Não é usual começar um texto com uma “Nota do Editor”, mas vamos lá… o texto é uma republicação do site original do UBQ. Nós publicamos isso aqui lá no distante 23/04/2014. Este foi o texto de estreia no Júnior Ferreira aqui no UBQ e ainda não existia a coluna “Disco da Semana” por aqui. De qualquer forma, é bom termos o registro histórico e a devida ressalva para não criarmos a dúvida. Dito isso, vamos falar sobre música?
Um garimpeiro musical por aqui
Sou o novato aqui. Meu nome é Junior Ferreira e fui convidado pelo meu grande brother, o Ricardo Marques pra escrever aqui pro UBQ. Como ele me deu carta branca pra que eu escrevesse sobre o que me viesse a veneta, resolvi escrever sobre algo que me fascina e norteia a minha vida desde a mais tenra idade, a melhor companhia que qualquer ser pensante, e “sentinte” (neologismos, sempre!!!), possa querer: a MÚSICA.

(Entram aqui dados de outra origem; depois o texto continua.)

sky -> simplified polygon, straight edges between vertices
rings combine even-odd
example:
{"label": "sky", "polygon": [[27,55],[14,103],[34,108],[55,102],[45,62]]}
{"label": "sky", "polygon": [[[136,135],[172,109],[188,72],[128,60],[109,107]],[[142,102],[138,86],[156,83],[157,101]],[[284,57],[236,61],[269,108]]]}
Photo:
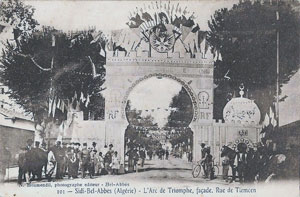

E sim… será o eu gosto musical. Pois, por se tratar do MEU gosto, considero bom pacas, mas sempre haverão controvérsias, e que assim seja, pois senão a mesa redonda de filósofos de boteco perderia um dos grandes assuntos. E é bom avisar desde já que ele não é dos mais comuns, mesmo se tratando de rock’n’roll. Pode parecer clichê falar de rock, mas tenho verdadeira paixão por coisas que ainda não foram descobertas, sim, sou um neófilo, ou como prefiro chamar, um garimpeiro musical.
Rock’n’Roll na… Bielorrússia?
Pois é… falei anteriormente que meu gosto não é dos mais comuns e falo em seguida que gosto de rock. E cadê a esquisitice? Milhões de pessoas gostam de rock, e aí? Tudo bem… eu concordo plenamente, mas quantos dos seus amigos que escutam rock, tem a paciência de ficar caçando coisas que provavelmente ninguém conhece e se empolgar como criança ao saber que no outro lado do mundo, podemos encontrar coisas boas?
Então… lá na longínqua Bielorrússia (ou Belarus, no idioma deles), existe uma cena roqueira da melhor qualidade, e que por lá eles fazem o melhor post-punk de que temos notícia? Pois é, eu disse que poderia soar bizarro aos ouvidos alheios. Inclusive pra mim, a princípio, soou bizarro, banda de rock da Bielorrússia? Vocês estão de brincadeira!!! Mas a curiosidade sempre fala mais alto e arrisquei. E quer saber? Foi uma cesta de 3 pontos do meio da quadra a um segundo do fim do jogo… Chuá!!!
A banda Akute
A primeira banda de lá a ganhar a minha atenção foi o Akute (o pior é falar da banda pros amigos que te olham com aquela cara de “Você bebeu?” e nem saber se a pronúncia do nome como ando dizendo está correta. Pronuncio do jeito que lemos em português mesmo). A banda é oriunda da cidade de Mogilev e que conta em sua formação com: Raman Žyharau (baixo e vocais), Stas Mytnik (voz e guitarra), Pavel Filatov (bateria).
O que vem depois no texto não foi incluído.